How to Use PepFuNN Peptide Sequence Analysis Online
Try PepFuNN Peptide Sequence Analysis
Commercially Available Online Web Server
PepFuNN: Toolkit for Peptide In Silico Analysis
PepFuNN is a comprehensive, open-source Python toolkit designed to analyze the chemical space of peptide libraries and perform deep Structure-Activity Relationship (SAR) analysis. Developed by researchers at Novo Nordisk, PepFuNN serves as an evolved version of the original PepFun package, tailored specifically for pharmaceutical design campaigns.
By bridging bioinformatics and cheminformatics, PepFuNN enables scientists to study natural and modified peptides, including those with non-canonical amino acids (NCAAs), across sequence, structural, and interaction levels.
Key Innovations: Modular SAR Intelligence
PepFuNN is organized into five specialized modules that streamline the transition from raw peptide data to actionable design insights.
Sequence Analysis: Calculates fundamental physicochemical properties, net charges, and identifies empirical "alerts" for solubility and synthesis issues.
Similarity Mapping: Implements advanced similarity pipelines—including chemical fingerprints and deep-learned embeddings from Chemical Language Models (CLMs)—which consistently outperform traditional sequence alignments for partitioning peptide datasets.
Matched Molecular Pairs (MMP): Features a dedicated module for identifying matched pairs, allowing researchers to isolate the specific impact of single amino acid substitutions on biological activity.
Clustering & Representation: Groups peptides using molecular fingerprints or calculated descriptors to visualize and explore expansive chemical libraries.
Guided Library Design: Automatically generates peptide libraries based on specific constraints, such as amino acid frequency, macrocyclization requirements, or drug-likeness rules.
Performance Benchmarks
PepFuNN’s methodology has been validated across multiple peptide function prediction tasks, demonstrating the superiority of atom-level and chemical-aware representations over standard sequence metrics.
Metric | Traditional Alignment | PepFuNN CLM Embeddings | Key Finding |
SAR Partitioning | Moderate | Superior | Fingerprints better separate canonical datasets |
NCAA Extrapolation | Fails | Adequate | Joint models generalize to non-natural data |
Atom-Level Prediction | N/A | Consistently Higher | Atom-mapped features outperform sequence-only |
Processing Speed | Variable | High-Throughput | Capable of screening massive sequence sets |
Scientific Breakthroughs in Peptide Engineering
Navigating the Non-Canonical Space
Peptide drug discovery increasingly relies on synthetic modifications to improve pharmacology. PepFuNN uses a public monomer dictionary and graph-based representations to capture the unique bonds and connections present in cyclic peptides and those containing non-canonical residues.
Empirical Solubility & Synthesis Alerts
PepFuNN integrates a robust set of rule-based alerts to flag potential experimental failures early.
Solubility Alerts: Warnings if hydrophobic amino acids exceed 45% or if the absolute total charge at pH 7 exceeds +1.
Synthesis Alerts: Detection of problematic motifs like Asp-Gly (DG) or Asp-Pro (DP), and identification of oxidation-sensitive residues like Methionine or Tryptophan.
AI-Assisted Extrapolation
By enriching canonical datasets with small proportions of non-canonical peptides, PepFuNN-driven models can build joint representations that effectively extrapolate from standard data to modified peptide sequences.

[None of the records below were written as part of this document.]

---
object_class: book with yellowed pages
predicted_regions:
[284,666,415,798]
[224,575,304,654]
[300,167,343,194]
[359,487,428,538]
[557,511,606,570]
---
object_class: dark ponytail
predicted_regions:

PepFuNN on Tamarind Bio: Integrated Peptide Workflows
Tamarind Bio provides a professional environment to execute PepFuNN’s Pythonic workflows without the need for manual library management or environment configuration.
No-Code Dashboard: Run similarity analysis and property calculations through a streamlined web interface.
Scalable Clustering: Process massive peptide libraries and generate SMILES-based descriptors using high-performance cloud compute.
How to Use PepFuNN on Tamarind Bio
Access the Platform: Log in to tamarind.bio and select the PepFuNN tool from the toolkit.
Input Sequences: Provide your peptide sequences in FASTA format or enter sequences directly using HELM notation for modified peptides.
Choose Your Analysis:
Property Prediction: Calculate net charge, isoelectric point, and average hydrophobicity.
SAR Analysis: Extract matched molecular pairs to evaluate substitution effects.
Run Solubility/Synthesis Checks: Identify "alerts" for sequence components likely to cause issues in the wet lab.
Generate Conformers (Optional): Use the integrated ETKDG or MODELLER methodologies to predict the most probable 3D conformers for your sequences.
Analyze & Export: View interactive similarity maps and property plots, then download the high-fidelity SMILES strings or PDB files for downstream docking and synthesis.